Towards coexistence of cellular and WiFi networks in unlicensed spectrum: A neural networks based approach

Abstract

Long-Term Evolution in the Unlicensed Spectrum (LTE-U) is considered as an indispensable technology to mitigate the spectrum scarcity in wireless networks. Typical LTE transmissions are contention-free and centrally controlled by the Base Station (BS). However, the wireless networks that work in unlicensed bands use contention-based protocols for channel access, which raise the need to derive an efficient and fair coexistence mechanism among different radio access networks. In this paper, we propose a novel mechanism based on neural networks for the coexistence of an LTE-U BS in the unlicensed spectrum alongside with WiFi access points.

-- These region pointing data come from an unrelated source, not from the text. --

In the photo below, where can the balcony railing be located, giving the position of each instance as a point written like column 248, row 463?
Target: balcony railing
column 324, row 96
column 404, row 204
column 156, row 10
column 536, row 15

Specifically, we model the problem in coexistence as a 2-Dimensions Hopfield Neural Network (2D-HNN) based optimization problem that aims to achieve fairness considering both the LTE-U data rate and the QoS requirements of WiFi networks. Using the energy function of 2D-HNNs, precise investigation of its minimization property can directly provide the solution of the optimization problem. Furthermore, the problem of allocating the unlicensed resources to LTE-U users is modeled as a 2D-HNN and its energy function is leveraged to allocate resources to LTE-U users based on their channel states. Numerical results show that the proposed algorithm allows the LTE-U BS to work efficiently in the unlicensed spectrum while protecting the WiFi networks. Moreover, more than 90% fairness among the LTE-U users is achieved when allocating the unlicensed resources to LTE-U users based on the proposed algorithm.